GEP 8 — Refactor Piecewise Polynomials#

Author

Hans-Martin von Gaudecker

Status

Draft

Type

Standards Track

Created

2025-01-20

Resolution

Accepted

Abstract#

This GEP proposes refactoring the piecewise polynomial specification format to use interval notation inspired by the portion library. The new format will be more intuitive, eliminate the confusing “k intervals with k-1 cutoffs” pattern, and make boundary conditions (open/closed) explicit.

Motivation and Scope#

The current piecewise polynomial parameter format has several usability problems:

  1. Confusing interval/cutoff relationship: Users must specify k numbered intervals (0, 1, 2, …) with k-1 internal thresholds, plus explicit lower_threshold: -inf and upper_threshold: inf on the boundary intervals. This mental model is error-prone.

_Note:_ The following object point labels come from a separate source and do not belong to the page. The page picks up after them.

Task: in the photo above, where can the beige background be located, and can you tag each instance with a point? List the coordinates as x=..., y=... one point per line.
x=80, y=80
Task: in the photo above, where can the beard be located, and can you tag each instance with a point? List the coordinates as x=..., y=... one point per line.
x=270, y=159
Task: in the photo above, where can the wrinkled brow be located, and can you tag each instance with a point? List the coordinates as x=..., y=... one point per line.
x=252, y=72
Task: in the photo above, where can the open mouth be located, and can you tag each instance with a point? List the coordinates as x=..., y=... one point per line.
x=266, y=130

  2. Implicit boundary conditions: It’s unclear whether thresholds are inclusive or exclusive. For example, if interval 0 has upper_threshold: 100 and interval 1 starts at lower_threshold: 100, which interval does exactly 100 belong to?

  3. Verbose specification: Each interval requires manual numbering and redundant threshold specification (the upper threshold of interval k equals the lower threshold of interval k+1).

  4. Hard to read and maintain: The numbered intervals obscure the actual policy structure. Compare reading “interval 3 starts at 45” versus “the interval [45, 55) has value X”.

  5. Forced coverage of irrelevant domains: The current format requires specifying behavior for the entire real line, even when parameters are only meaningful for a subset (e.g., non-negative values for income or age).

  6. Unintuitive internal array shapes: The underlying implementation uses a rates array with shape (n_coefficients, n_intervals). This transposed layout is counter-intuitive compared to standard linear algebra conventions and makes manual inspection or construction of these arrays error-prone (see ttsim#5).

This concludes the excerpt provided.